I'm back after a very very miserable and saddening week. I have loads to share but I don't know where to start from. I know this is a bad idea, anyways.
One thing I learned from everything that has happened to me in a week is that family, friends or whoever, when they say something so hurtful, something that makes you feel pain and sad only, you should fucking stand up and tell yourself, I am who I am.
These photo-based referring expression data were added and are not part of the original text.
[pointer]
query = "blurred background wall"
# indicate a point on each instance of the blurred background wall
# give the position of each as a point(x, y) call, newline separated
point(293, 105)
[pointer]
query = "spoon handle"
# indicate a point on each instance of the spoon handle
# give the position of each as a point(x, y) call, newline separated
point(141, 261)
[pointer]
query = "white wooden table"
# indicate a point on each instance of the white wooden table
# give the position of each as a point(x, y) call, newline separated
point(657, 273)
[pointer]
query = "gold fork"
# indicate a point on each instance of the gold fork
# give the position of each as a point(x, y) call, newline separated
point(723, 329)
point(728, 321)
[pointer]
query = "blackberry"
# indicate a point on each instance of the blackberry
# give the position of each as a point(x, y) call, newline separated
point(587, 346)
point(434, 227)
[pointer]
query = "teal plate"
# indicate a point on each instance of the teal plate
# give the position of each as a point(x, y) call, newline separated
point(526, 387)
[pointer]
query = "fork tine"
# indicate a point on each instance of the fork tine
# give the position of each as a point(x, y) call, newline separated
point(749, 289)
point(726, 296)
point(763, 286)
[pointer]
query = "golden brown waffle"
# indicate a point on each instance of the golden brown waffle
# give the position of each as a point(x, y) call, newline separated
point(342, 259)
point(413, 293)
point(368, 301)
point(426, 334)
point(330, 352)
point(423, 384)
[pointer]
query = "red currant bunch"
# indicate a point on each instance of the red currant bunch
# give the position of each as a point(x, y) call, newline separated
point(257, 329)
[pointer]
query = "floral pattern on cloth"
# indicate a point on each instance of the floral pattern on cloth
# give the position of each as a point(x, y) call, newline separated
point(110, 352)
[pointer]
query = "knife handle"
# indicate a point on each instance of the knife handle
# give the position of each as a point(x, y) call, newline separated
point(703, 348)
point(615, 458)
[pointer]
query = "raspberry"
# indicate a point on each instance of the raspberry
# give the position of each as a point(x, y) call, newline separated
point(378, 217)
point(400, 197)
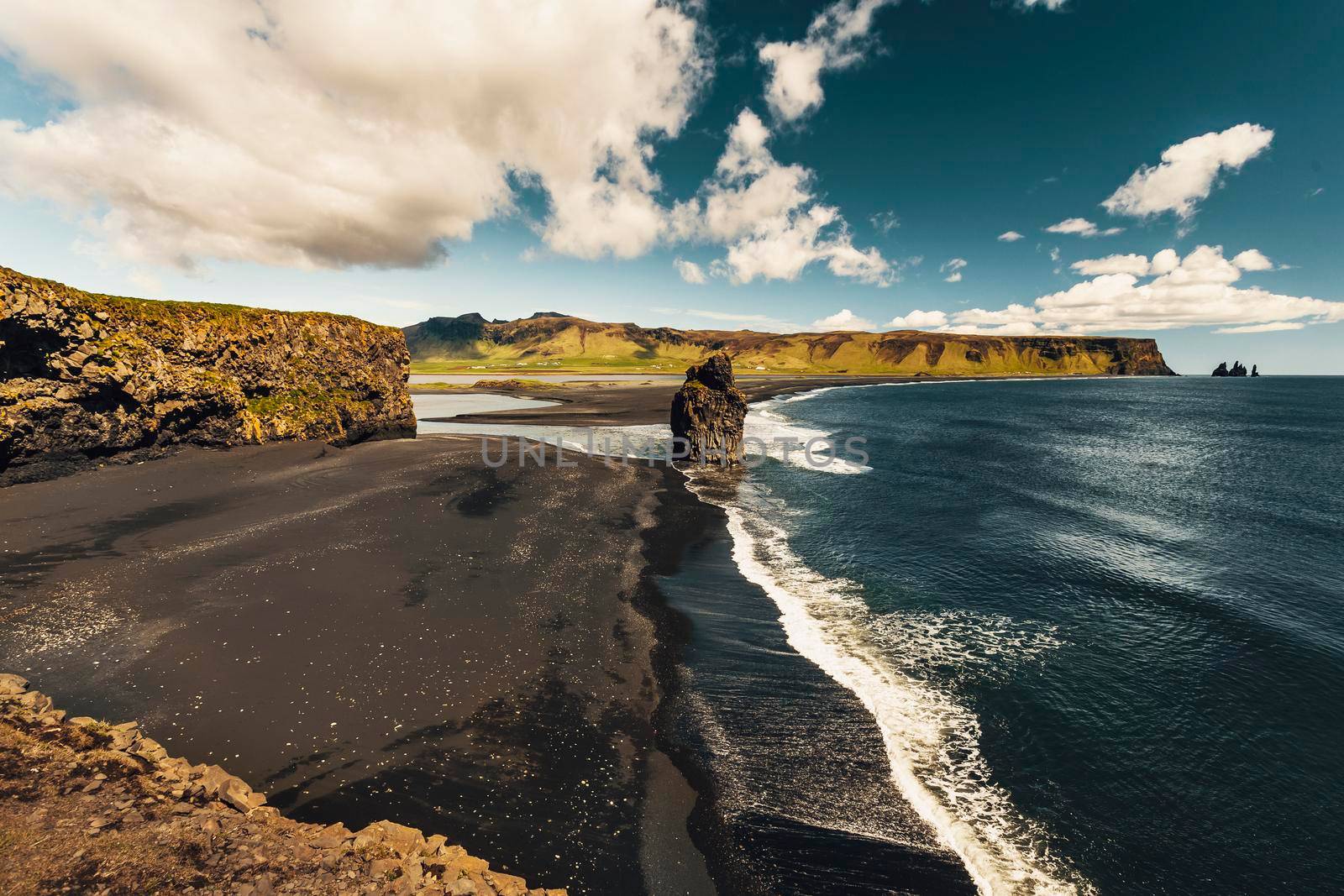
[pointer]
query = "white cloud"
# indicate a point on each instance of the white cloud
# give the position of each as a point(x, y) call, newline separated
point(1253, 259)
point(837, 39)
point(1136, 265)
point(1263, 328)
point(1166, 262)
point(306, 134)
point(765, 212)
point(690, 271)
point(842, 320)
point(1195, 291)
point(759, 322)
point(1082, 228)
point(145, 281)
point(1187, 172)
point(885, 222)
point(918, 320)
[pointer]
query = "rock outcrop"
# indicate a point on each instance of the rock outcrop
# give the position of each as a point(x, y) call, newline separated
point(709, 411)
point(91, 808)
point(1238, 369)
point(87, 376)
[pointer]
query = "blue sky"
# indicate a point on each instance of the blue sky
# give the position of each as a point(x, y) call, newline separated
point(938, 128)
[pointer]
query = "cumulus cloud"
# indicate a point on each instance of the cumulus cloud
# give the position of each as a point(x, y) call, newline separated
point(1082, 228)
point(1195, 291)
point(690, 271)
point(842, 320)
point(1136, 265)
point(918, 320)
point(304, 134)
point(759, 322)
point(766, 215)
point(837, 38)
point(1187, 172)
point(1253, 259)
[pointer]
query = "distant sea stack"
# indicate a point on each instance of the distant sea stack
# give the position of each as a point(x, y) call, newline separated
point(551, 338)
point(87, 376)
point(710, 411)
point(1238, 369)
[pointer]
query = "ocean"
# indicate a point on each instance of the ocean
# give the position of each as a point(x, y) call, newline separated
point(1050, 637)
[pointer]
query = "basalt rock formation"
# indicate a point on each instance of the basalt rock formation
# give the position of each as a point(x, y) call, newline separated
point(92, 808)
point(87, 376)
point(709, 411)
point(558, 340)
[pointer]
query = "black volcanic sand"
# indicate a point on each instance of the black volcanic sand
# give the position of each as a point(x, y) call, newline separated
point(391, 631)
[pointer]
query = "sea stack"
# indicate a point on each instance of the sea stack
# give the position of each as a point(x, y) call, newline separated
point(709, 411)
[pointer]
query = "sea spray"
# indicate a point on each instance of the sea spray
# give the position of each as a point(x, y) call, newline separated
point(931, 739)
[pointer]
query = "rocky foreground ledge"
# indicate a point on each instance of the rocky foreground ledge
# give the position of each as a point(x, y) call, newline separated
point(93, 808)
point(87, 378)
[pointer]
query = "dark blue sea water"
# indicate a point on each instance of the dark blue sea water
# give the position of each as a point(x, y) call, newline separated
point(1068, 636)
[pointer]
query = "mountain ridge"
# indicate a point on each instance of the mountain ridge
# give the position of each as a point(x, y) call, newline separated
point(549, 338)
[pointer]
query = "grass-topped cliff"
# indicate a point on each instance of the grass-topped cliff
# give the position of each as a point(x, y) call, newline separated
point(85, 376)
point(557, 342)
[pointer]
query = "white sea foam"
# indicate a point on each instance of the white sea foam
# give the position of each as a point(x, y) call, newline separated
point(893, 664)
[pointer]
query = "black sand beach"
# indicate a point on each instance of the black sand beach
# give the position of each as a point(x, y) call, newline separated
point(391, 631)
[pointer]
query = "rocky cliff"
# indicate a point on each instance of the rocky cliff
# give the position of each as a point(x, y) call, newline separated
point(709, 411)
point(96, 808)
point(87, 376)
point(558, 340)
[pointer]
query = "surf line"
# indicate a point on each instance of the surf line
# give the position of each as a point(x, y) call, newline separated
point(998, 866)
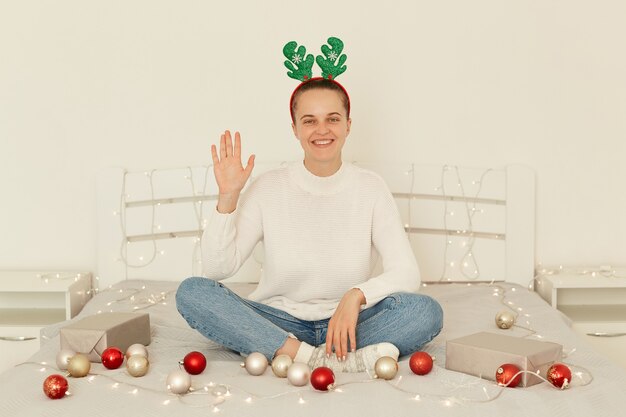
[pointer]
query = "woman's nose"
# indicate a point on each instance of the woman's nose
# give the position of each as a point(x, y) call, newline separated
point(322, 127)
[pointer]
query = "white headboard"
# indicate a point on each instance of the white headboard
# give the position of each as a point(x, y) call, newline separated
point(464, 224)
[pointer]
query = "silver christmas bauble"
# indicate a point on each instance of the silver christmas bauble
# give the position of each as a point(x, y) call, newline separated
point(137, 365)
point(281, 364)
point(137, 349)
point(386, 367)
point(298, 374)
point(63, 358)
point(505, 319)
point(178, 381)
point(255, 364)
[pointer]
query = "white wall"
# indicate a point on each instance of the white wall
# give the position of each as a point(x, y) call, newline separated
point(90, 84)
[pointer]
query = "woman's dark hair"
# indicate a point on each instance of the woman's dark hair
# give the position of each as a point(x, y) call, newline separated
point(319, 83)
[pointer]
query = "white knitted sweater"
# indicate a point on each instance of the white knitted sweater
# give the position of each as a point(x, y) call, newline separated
point(322, 237)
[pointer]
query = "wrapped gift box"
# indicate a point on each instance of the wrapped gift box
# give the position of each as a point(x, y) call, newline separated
point(93, 334)
point(481, 354)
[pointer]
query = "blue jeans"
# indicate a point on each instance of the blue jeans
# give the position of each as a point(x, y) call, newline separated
point(409, 321)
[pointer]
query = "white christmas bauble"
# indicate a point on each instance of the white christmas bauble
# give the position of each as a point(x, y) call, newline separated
point(137, 349)
point(298, 374)
point(63, 358)
point(255, 364)
point(281, 364)
point(505, 319)
point(178, 381)
point(137, 365)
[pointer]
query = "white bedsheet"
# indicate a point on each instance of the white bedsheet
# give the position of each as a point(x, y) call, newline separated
point(467, 309)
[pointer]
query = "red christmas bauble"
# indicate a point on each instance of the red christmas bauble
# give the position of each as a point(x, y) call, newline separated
point(559, 375)
point(421, 363)
point(322, 378)
point(112, 358)
point(505, 374)
point(55, 386)
point(194, 363)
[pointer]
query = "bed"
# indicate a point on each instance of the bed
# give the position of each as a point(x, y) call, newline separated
point(472, 231)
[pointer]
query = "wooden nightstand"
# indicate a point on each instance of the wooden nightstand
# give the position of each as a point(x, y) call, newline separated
point(595, 301)
point(30, 300)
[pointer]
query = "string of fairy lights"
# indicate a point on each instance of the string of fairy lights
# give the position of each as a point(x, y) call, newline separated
point(219, 394)
point(198, 210)
point(468, 260)
point(467, 264)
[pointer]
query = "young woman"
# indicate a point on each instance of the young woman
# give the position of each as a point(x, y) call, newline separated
point(323, 222)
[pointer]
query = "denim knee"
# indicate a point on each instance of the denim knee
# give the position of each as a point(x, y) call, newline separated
point(426, 317)
point(191, 288)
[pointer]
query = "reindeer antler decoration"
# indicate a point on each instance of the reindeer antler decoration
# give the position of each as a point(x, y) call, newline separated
point(332, 61)
point(300, 64)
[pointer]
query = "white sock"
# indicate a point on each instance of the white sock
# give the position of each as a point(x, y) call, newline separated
point(362, 360)
point(304, 353)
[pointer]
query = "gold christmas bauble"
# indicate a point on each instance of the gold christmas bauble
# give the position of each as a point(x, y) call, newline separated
point(386, 367)
point(78, 366)
point(255, 364)
point(505, 319)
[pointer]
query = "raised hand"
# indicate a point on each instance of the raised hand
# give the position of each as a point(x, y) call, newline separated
point(229, 172)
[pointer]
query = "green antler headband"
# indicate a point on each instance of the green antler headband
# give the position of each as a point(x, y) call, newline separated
point(300, 64)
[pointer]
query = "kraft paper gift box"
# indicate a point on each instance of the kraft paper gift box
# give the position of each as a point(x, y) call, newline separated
point(93, 334)
point(481, 354)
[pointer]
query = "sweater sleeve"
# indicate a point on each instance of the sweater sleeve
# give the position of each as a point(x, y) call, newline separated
point(228, 239)
point(400, 270)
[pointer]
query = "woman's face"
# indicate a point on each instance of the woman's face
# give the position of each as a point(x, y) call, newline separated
point(321, 126)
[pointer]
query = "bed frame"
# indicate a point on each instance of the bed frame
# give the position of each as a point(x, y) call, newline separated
point(464, 224)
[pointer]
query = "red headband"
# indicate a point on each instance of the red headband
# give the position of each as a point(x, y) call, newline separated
point(314, 79)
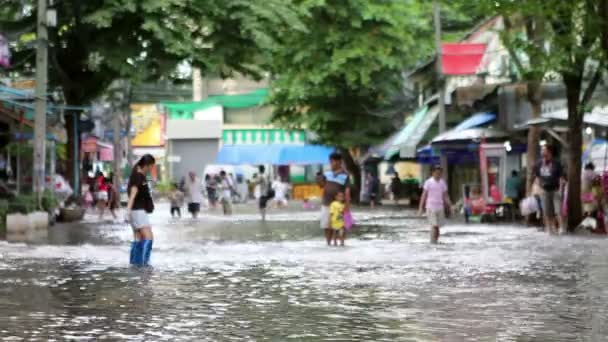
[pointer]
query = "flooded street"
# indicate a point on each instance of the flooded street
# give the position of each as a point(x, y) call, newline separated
point(240, 279)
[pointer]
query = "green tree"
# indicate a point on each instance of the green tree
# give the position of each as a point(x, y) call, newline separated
point(99, 41)
point(570, 42)
point(341, 77)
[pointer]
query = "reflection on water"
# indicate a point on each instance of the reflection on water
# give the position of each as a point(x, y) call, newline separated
point(244, 280)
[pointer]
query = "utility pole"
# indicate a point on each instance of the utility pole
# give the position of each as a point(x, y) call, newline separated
point(437, 22)
point(197, 84)
point(41, 89)
point(441, 83)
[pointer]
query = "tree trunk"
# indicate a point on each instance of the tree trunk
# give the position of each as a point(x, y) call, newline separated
point(575, 139)
point(534, 91)
point(355, 171)
point(72, 144)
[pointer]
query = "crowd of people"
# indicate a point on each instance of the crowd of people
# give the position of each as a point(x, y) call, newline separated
point(221, 190)
point(101, 194)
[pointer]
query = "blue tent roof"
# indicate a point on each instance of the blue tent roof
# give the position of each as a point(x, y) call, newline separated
point(274, 154)
point(476, 120)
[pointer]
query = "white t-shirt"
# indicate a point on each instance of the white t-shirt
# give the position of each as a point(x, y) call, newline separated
point(280, 190)
point(434, 192)
point(194, 191)
point(226, 189)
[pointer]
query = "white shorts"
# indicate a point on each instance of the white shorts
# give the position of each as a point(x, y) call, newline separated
point(102, 196)
point(436, 217)
point(139, 219)
point(324, 218)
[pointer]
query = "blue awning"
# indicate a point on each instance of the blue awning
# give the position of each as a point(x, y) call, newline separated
point(477, 120)
point(410, 136)
point(274, 154)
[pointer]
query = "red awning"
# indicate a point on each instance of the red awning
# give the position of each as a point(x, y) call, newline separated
point(461, 58)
Wanna kick me out of your life cause you think I don't respect you, please do. You don't deserve that from me. You don't deserve that from anyone. I am the kinda person who thinks everyone deserve respect. I'm so sorry that I didn't give you respect when I was around 13 or 14. That wasn't what I was trying to do because I was just so scared to talk to you cause you always judged me. You always comment on me. You always had something to say about me. You always had something on me. I felt so unacceptable around you. Even more I felt humiliated and embarrassed for being who I am and no ever should have feel that way. That feeling is brutal. Everyone wanted me to change change change but the thing that you all don't see is, I cant change who I am. You cant go around telling people its my mother's fault cause its not. She brought me up right. She taught everything about manners, it was me who lost my way because I wanted things that I felt comfortable in. So, I did what I did, deny listening to anyone. I was in that age to show my anger to everyone. I didn't care how old or who you are to me but now I know better. I know what I did than was wrong now.
But one thing, if I didn't do what I did and if I was force in everything from head to toes, you wouldn't be able to be reading this cause I wouldn't have been around to write this. The true fact is, I wasn't anyones favourite. I came in second always. Don't you dare say I'm wrong cause I am not. Because I know that. He was the gold prize and I was just a member in this family.